Disallowing unnecessary outermost brackets in a BNFC-grammar

Question

This is a continuation to this question I asked earlier about a BNFC-grammar for propositional logic. I got it working with parentheses, as per the definition, but I would now like to extend the grammar to work without parentheses, with a catch however: no unnecessary outer parentheses allowed.

For example, the atomic sentence a should be allowed, but (a) should not be recognized. The sentence (a => b) & c should also be allowed, but ((a => b) & c) not, and so forth. The last example highlights the necessity for paretheses. The precedence levels are

equivalence <=> and implication =>,
conjuction & and disjunction |
negation - and
atoms.

The higher the level, the earlier it will be parsed.

I got the grammar working with the unnecessary parentheses, by setting precedence levels to the different operators via recursion:

IFF     .   L     ::=   L   "<=>" L1  ;
IF      .   L     ::=   L   "=>"  L1  ;
AND     .   L1    ::=   L1  "&"   L2  ;
OR      .   L1    ::=   L1  "|"   L2  ;
NOT     .   L2    ::=       "-"   L3  ;
NOT2    .   L2    ::=       "-"   L2  ;
P       .   L3    ::=   Ident         ;

_       .   L     ::=   L1            ;
_       .   L1    ::=   L2            ;
_       .   L2    ::=   L3            ;
_       .   L3    ::=   "(" L ")"     ;

Now the question is, how do I not allow the outer parentheses, the allowance of which is caused by the last rule L3 ::= "(" L ")";? It is strictly necessary for allowing parentheses inside an expression, but it also allows them on the edges. I guess I need some extra rule for removing ambiguity, but what might that be like?

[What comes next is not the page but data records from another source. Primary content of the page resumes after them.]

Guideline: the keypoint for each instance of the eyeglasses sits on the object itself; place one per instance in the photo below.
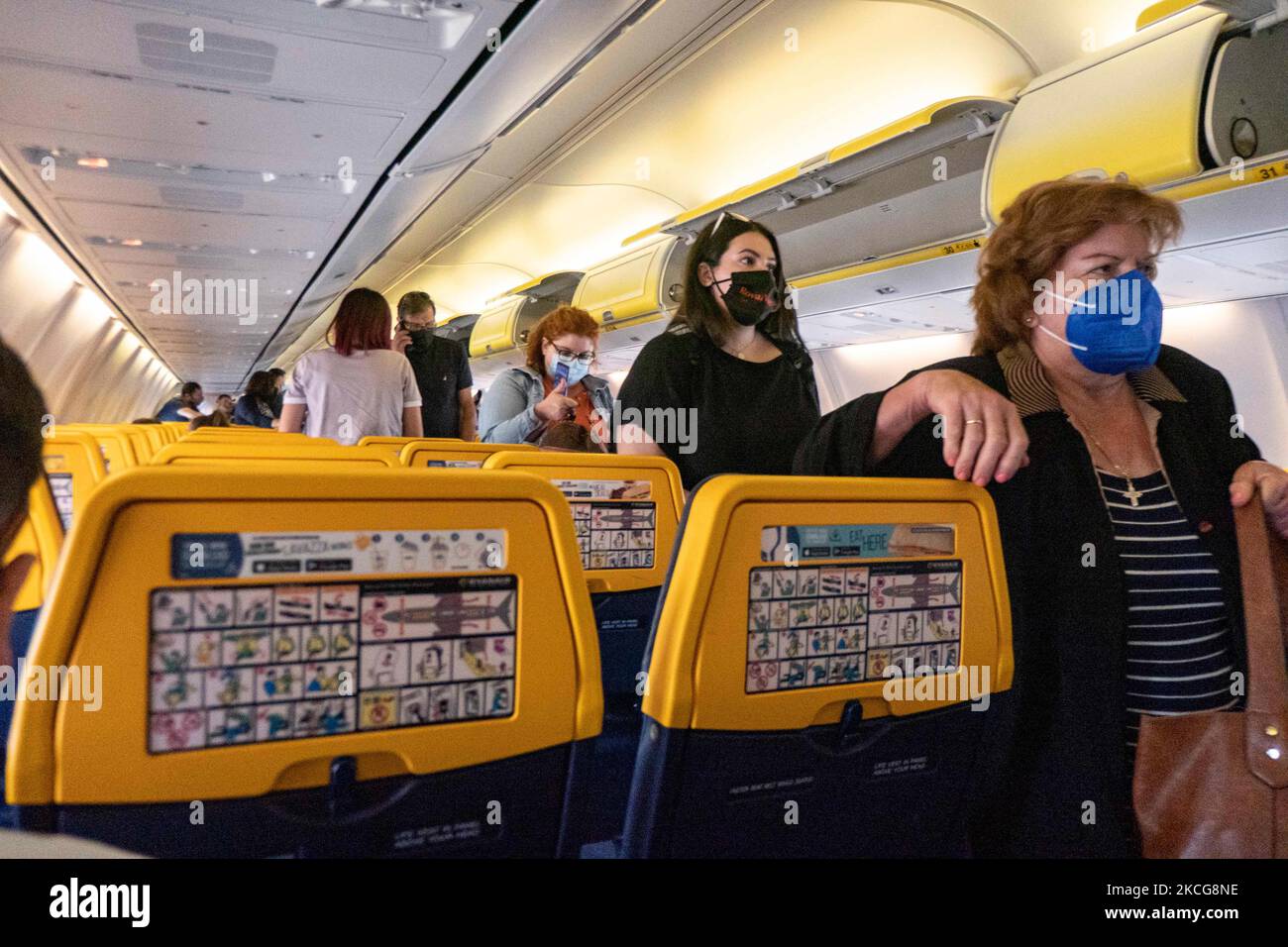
(584, 357)
(728, 214)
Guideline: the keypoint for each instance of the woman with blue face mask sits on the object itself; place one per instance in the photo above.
(553, 386)
(1115, 466)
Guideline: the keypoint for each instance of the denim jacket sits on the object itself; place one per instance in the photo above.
(507, 414)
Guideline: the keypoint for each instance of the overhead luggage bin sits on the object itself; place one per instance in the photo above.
(1257, 12)
(1153, 137)
(1245, 116)
(909, 192)
(629, 294)
(907, 184)
(502, 328)
(459, 329)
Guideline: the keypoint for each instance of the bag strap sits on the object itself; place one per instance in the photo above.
(1263, 567)
(795, 352)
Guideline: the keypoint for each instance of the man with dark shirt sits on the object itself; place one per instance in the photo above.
(442, 369)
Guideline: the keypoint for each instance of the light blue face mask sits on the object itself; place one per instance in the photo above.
(576, 368)
(1116, 326)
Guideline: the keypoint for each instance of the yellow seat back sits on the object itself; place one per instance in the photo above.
(259, 629)
(394, 445)
(42, 535)
(626, 510)
(445, 453)
(816, 664)
(116, 446)
(217, 453)
(73, 467)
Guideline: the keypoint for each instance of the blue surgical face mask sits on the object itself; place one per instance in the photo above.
(576, 368)
(1116, 326)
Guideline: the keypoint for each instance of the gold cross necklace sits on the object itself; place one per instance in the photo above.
(1131, 492)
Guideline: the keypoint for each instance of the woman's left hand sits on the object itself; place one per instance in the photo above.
(1273, 483)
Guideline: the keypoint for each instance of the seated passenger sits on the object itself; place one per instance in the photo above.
(728, 386)
(568, 436)
(1113, 468)
(256, 407)
(184, 407)
(359, 386)
(553, 386)
(215, 419)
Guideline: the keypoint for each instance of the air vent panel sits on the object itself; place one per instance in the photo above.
(222, 55)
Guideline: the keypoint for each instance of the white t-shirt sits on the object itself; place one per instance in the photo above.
(356, 395)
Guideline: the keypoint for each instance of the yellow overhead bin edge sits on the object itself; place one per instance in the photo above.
(887, 133)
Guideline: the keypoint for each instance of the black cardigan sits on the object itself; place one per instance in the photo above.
(1056, 741)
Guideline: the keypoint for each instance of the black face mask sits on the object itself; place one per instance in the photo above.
(750, 298)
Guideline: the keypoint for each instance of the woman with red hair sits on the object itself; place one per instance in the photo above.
(1115, 464)
(359, 386)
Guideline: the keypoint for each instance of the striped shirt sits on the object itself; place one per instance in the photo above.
(1179, 655)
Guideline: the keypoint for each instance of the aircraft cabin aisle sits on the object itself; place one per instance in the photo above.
(438, 428)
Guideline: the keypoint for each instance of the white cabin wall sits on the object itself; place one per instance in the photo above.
(89, 365)
(1247, 342)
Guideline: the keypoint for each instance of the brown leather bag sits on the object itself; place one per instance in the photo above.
(1216, 785)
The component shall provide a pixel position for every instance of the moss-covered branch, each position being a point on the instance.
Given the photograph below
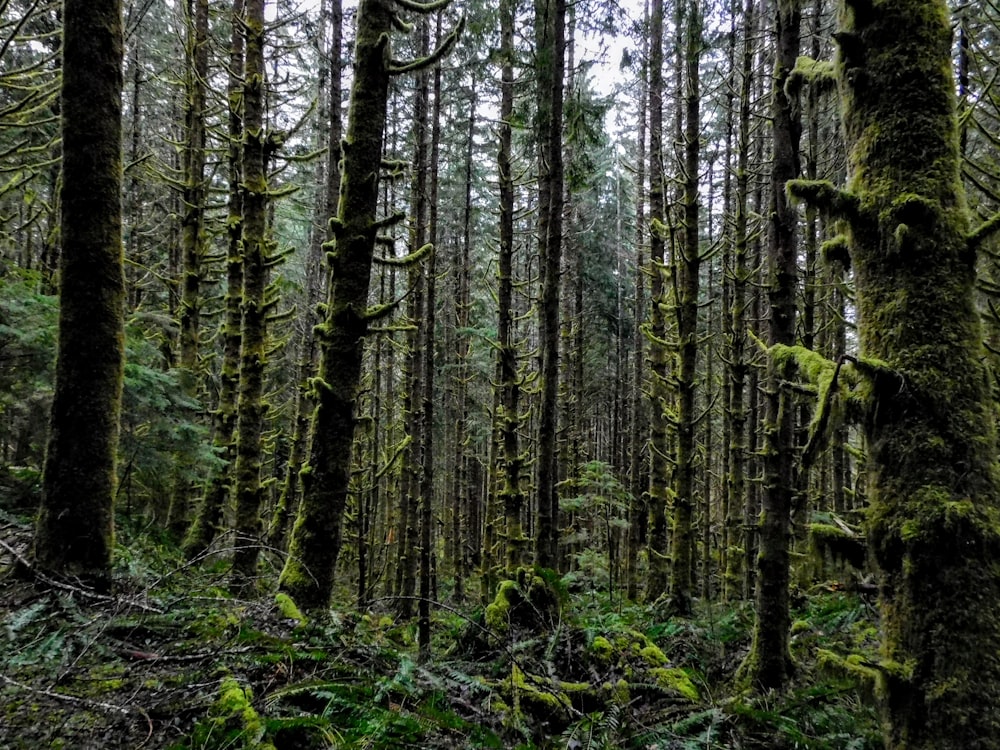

This grammar also results in about 6 reduce/reduce conflicts, but aren't those pretty much inevitable in recursive definitions?

You could try duplicating some of your productions, forbidding a production goes directly from `L` to `L3` by having a different `L'` in the productions `L ::= L' "<=>" L1` and `L ::= L' "=>" L1`. In this case, the `L'` duplicates of your productions can be allowed to convert down to `L3`, but `L` itself cannot. So, the `'` part indicates that the production has participated in an actual expansion, not just a conversion for the sake of precedence. `'` duplicates can have parentheses around them, but non-`'` ones cannot. — Welbog, Apr 15 '20 at 14:30
@Welbog So basically I would have these 4 productions for the first level: `L ::= L' "<=>" L1`, `L ::= L' "=>" L1`, `L' ::= L' "<=>" L1` and `L' ::= L' "=>" L1`. Then with `L3` I would do a parenthesization of the `L'` versions like so: `_. L3 ::= "(" L' ")";`. — sesodesa, Apr 15 '20 at 14:45

score 3 · Accepted Answer · edited Jun 20 '20 at 09:12

3

You can do this by simply banning the parenthesised form from the toplevel. This requires writing the precedence hierarchy in a different fashion, in order to propagate the restriction through the hierarchy. In the following, the r suffix indicates that the production is "restricted" to not be a parenthesised form.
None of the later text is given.